The new input being x_new, with the mask being mask2. What I am doing here is that the missing element in the predictor x_new (indicated by mask2) was replaced by the posterior prediction generated similarly using a Gaussian with mean Xmu.

I think this is an interesting question so I make a small notebook, hope you find it helpful.


Thanks so much for your help here and for sharing the notebook. I’ve implemented your approach - build two nearly identical models, differing primarily in the way X is defined, rather than a single model with a theano shared variable to replace the input data. It seems to do the trick though I’m not sure I fully understand why it works.


  1. In the initial model X is an observed variable. Why do you not need to define X as an observed variable in the second model used for prediction?

  2. What is the purpose of tt.squeeze? Why could I not redefine X the same way it is defined in the first model:
    ` X_modeled = pm.Normal(‘X’, mu=Xmu, sd=1, observed=X_new)? Does this some how replace the original mask used in the first model during training by the new mask used for prediction?
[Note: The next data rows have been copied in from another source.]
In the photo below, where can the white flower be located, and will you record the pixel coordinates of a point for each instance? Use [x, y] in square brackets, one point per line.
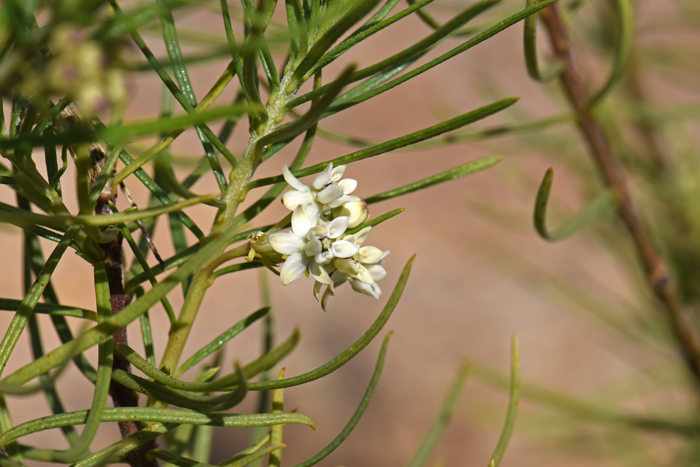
[326, 189]
[356, 211]
[310, 245]
[363, 270]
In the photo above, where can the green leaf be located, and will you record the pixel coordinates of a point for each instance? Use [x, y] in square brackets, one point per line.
[452, 174]
[220, 340]
[449, 404]
[151, 414]
[396, 143]
[554, 69]
[512, 404]
[351, 351]
[479, 38]
[132, 311]
[337, 441]
[8, 304]
[301, 124]
[600, 205]
[305, 67]
[368, 30]
[26, 308]
[623, 50]
[97, 220]
[262, 363]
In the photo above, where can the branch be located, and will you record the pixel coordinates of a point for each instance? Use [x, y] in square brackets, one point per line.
[659, 276]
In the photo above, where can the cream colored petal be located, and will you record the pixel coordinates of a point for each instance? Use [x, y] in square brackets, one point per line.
[313, 247]
[348, 185]
[319, 273]
[364, 275]
[292, 199]
[323, 258]
[363, 288]
[342, 200]
[356, 211]
[338, 172]
[329, 194]
[293, 268]
[348, 266]
[300, 222]
[370, 254]
[378, 272]
[337, 227]
[292, 180]
[286, 243]
[324, 178]
[360, 237]
[343, 249]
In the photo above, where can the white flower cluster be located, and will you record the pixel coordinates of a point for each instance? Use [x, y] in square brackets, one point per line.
[318, 245]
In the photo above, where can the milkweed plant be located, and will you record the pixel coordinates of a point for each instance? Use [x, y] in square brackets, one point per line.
[66, 69]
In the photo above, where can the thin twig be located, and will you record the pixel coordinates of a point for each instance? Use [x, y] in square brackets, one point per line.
[121, 395]
[658, 274]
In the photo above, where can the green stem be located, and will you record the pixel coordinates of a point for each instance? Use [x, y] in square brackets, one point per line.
[233, 196]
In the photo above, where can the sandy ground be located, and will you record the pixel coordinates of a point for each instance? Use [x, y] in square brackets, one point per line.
[467, 295]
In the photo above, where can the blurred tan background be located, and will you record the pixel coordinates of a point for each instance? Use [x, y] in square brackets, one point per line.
[468, 292]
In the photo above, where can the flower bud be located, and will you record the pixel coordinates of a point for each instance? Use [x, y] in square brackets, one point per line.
[356, 211]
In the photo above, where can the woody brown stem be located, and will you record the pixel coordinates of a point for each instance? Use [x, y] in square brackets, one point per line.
[121, 396]
[658, 273]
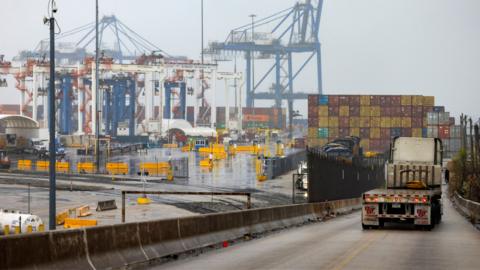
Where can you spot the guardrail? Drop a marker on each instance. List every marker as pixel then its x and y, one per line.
pixel 125 192
pixel 468 208
pixel 127 244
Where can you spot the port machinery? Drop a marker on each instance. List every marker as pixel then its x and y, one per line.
pixel 290 32
pixel 129 92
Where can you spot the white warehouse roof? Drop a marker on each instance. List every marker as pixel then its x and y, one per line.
pixel 17 121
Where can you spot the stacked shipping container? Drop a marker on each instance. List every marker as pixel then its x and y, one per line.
pixel 373 118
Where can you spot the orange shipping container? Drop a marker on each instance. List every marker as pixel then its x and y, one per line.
pixel 322 111
pixel 312 132
pixel 365 144
pixel 333 133
pixel 375 133
pixel 375 111
pixel 344 110
pixel 416 132
pixel 354 122
pixel 417 100
pixel 364 121
pixel 355 132
pixel 396 122
pixel 406 100
pixel 256 117
pixel 323 122
pixel 364 100
pixel 365 111
pixel 385 122
pixel 333 122
pixel 406 122
pixel 428 101
pixel 374 121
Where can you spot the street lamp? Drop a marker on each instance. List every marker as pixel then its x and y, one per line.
pixel 51 117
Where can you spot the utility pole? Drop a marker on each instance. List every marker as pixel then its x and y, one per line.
pixel 51 119
pixel 252 16
pixel 97 81
pixel 202 60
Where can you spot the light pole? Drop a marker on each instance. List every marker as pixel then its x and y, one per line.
pixel 97 81
pixel 252 16
pixel 51 119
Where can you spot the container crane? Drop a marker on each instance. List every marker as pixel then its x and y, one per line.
pixel 295 31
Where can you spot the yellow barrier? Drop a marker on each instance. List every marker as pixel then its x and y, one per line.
pixel 42 166
pixel 117 168
pixel 24 165
pixel 220 155
pixel 206 163
pixel 216 149
pixel 85 167
pixel 155 168
pixel 62 167
pixel 170 145
pixel 61 217
pixel 71 223
pixel 83 211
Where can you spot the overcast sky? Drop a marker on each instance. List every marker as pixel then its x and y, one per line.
pixel 418 47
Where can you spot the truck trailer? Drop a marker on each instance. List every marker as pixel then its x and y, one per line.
pixel 412 192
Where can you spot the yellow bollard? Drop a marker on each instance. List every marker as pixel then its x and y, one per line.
pixel 170 174
pixel 143 200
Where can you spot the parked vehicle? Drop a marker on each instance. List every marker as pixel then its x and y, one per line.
pixel 413 185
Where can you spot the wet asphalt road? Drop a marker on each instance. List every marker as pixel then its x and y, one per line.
pixel 340 243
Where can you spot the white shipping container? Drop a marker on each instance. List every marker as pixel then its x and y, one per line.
pixel 444 118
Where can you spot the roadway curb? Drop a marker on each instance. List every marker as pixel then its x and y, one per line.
pixel 121 245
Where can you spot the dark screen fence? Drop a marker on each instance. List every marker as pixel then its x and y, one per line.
pixel 333 178
pixel 277 166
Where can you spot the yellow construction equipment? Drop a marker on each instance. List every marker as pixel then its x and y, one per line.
pixel 71 223
pixel 143 200
pixel 85 167
pixel 170 145
pixel 62 167
pixel 155 168
pixel 42 165
pixel 24 165
pixel 116 168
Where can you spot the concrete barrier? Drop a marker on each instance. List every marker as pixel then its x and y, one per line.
pixel 468 208
pixel 116 246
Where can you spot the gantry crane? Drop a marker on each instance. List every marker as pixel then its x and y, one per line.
pixel 295 31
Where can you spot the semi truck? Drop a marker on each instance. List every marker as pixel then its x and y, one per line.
pixel 412 191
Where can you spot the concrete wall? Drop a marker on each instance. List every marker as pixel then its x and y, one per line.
pixel 116 246
pixel 468 208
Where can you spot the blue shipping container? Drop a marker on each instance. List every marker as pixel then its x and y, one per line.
pixel 322 100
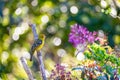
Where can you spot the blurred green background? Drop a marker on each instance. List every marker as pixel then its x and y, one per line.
pixel 53 18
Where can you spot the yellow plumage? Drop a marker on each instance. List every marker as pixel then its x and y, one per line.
pixel 37 45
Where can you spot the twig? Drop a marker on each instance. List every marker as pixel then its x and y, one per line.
pixel 26 68
pixel 39 55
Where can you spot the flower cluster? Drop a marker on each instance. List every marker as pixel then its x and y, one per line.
pixel 81 35
pixel 60 73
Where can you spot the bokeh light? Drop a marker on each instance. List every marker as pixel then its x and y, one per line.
pixel 45 19
pixel 34 3
pixel 113 12
pixel 61 52
pixel 63 8
pixel 103 3
pixel 18 11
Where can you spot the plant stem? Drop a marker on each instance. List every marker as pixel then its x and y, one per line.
pixel 39 55
pixel 26 68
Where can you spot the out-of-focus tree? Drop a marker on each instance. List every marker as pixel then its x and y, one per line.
pixel 53 18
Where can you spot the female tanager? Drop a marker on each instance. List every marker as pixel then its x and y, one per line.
pixel 37 45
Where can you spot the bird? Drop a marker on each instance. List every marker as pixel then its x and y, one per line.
pixel 37 45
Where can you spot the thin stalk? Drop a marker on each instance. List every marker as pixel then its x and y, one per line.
pixel 26 68
pixel 39 55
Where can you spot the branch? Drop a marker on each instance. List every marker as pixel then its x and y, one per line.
pixel 39 55
pixel 26 68
pixel 34 31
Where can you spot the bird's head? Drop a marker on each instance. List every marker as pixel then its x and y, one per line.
pixel 42 36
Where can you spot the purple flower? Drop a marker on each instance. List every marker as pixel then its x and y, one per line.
pixel 80 35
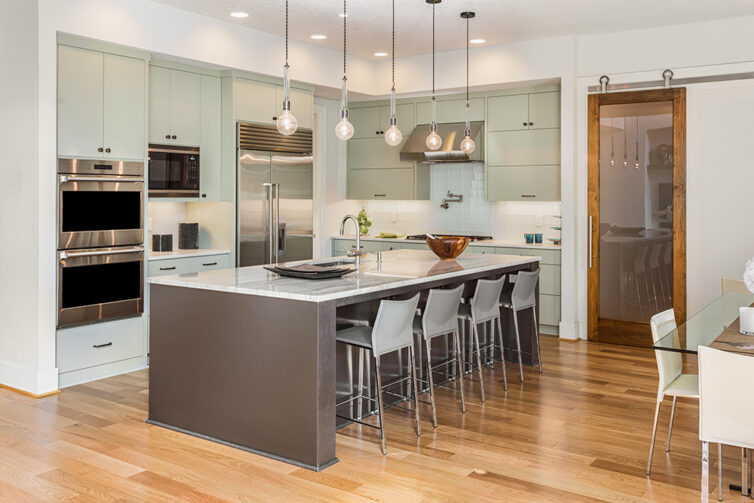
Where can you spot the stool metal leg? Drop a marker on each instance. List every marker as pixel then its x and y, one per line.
pixel 478 358
pixel 459 357
pixel 536 333
pixel 431 382
pixel 379 403
pixel 502 353
pixel 416 389
pixel 518 344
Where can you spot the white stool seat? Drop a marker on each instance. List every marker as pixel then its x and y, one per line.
pixel 360 336
pixel 684 385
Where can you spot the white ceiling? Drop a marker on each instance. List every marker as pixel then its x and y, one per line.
pixel 497 21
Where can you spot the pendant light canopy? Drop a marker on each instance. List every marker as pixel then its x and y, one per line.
pixel 434 141
pixel 467 144
pixel 344 128
pixel 286 122
pixel 393 135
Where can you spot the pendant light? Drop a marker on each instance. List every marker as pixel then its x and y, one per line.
pixel 344 128
pixel 467 144
pixel 286 123
pixel 434 141
pixel 393 135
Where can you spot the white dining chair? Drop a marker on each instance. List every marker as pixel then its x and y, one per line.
pixel 672 382
pixel 726 412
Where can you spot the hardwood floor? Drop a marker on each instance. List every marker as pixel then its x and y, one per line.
pixel 578 433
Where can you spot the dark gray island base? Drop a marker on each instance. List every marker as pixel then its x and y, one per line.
pixel 249 359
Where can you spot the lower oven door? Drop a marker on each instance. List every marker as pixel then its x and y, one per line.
pixel 100 284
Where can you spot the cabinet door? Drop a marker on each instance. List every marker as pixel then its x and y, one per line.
pixel 159 105
pixel 79 102
pixel 210 166
pixel 185 108
pixel 124 107
pixel 520 148
pixel 544 110
pixel 381 184
pixel 508 113
pixel 366 122
pixel 523 183
pixel 255 101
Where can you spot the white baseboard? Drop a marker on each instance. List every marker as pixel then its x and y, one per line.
pixel 28 379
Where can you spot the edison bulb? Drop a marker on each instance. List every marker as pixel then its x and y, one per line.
pixel 287 123
pixel 467 145
pixel 434 141
pixel 344 129
pixel 393 136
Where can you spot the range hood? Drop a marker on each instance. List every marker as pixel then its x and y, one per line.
pixel 416 149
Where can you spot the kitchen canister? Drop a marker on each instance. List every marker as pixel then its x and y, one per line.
pixel 188 236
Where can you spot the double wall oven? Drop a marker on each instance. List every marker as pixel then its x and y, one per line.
pixel 100 240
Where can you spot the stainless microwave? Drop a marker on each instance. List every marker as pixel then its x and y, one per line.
pixel 173 171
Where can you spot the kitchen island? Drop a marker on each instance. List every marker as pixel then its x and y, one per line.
pixel 247 358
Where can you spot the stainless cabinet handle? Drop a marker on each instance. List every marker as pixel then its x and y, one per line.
pixel 589 239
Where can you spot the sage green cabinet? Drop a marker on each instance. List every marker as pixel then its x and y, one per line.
pixel 523 183
pixel 101 105
pixel 262 102
pixel 524 111
pixel 174 107
pixel 450 110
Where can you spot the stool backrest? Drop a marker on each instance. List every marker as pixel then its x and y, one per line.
pixel 485 304
pixel 669 363
pixel 524 290
pixel 725 406
pixel 441 313
pixel 393 328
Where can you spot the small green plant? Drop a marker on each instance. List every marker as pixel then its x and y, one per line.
pixel 364 222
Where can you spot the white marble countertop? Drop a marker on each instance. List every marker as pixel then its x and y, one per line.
pixel 185 253
pixel 399 268
pixel 489 242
  3. Is there any way to see the X_missing estimates generated in the second model when running ppc? This would help me to know that the mask is working correctly.

Again, thanks so much.


I am glad you find it useful :wink: so here is some more thought in reply to your questions:

The way X is defined only makes sense for missing data. In fact, when X is fully observed (no missing data), it is just treated as a deterministic node. In another word, if there is no missing data in X_train, X_modeled = pm.Normal('X', mu=0, sd=1, observed=X_train) is the same as X_modeled = X_train.
But when there are missing data in X_train, the missing data is conceptually the same as replacing it with a number randomly draw from N(0, 1). That is also the reason why you should have an informative prior for X_modeled, as it fills the missing value with a much more meaningful number (e.g., draw from N(Xmu, 1) instead).

tt.squeeze generates a matrix with right shape (shape broadcasting doesn’t work with shape=(n3, 2)). You are right; it should in principle also work by creating a new node with masked observed. It doesnt work with the current set up (at least not easily with the shape issue). Ultimately, what the sample_ppc is doing is indexing to the posterior sample (saved in the trace), and do forward pass to generate random samples.

You can sample the masked matrix:

with model:
    ppc3 = pm.sample_ppc(trace, vars=[y3, X_mask3], samples=200)

and index to the right value in ppc3[‘X_mask3’]



I’m trying to generalize your solution to a very slightly different problem. I’m again having Theano issues and am confused about how to debug them. Previously you showed me how I could fit a model with missing input data and make predictions from that model with missing data. The missing features were modeled with independent normal priors.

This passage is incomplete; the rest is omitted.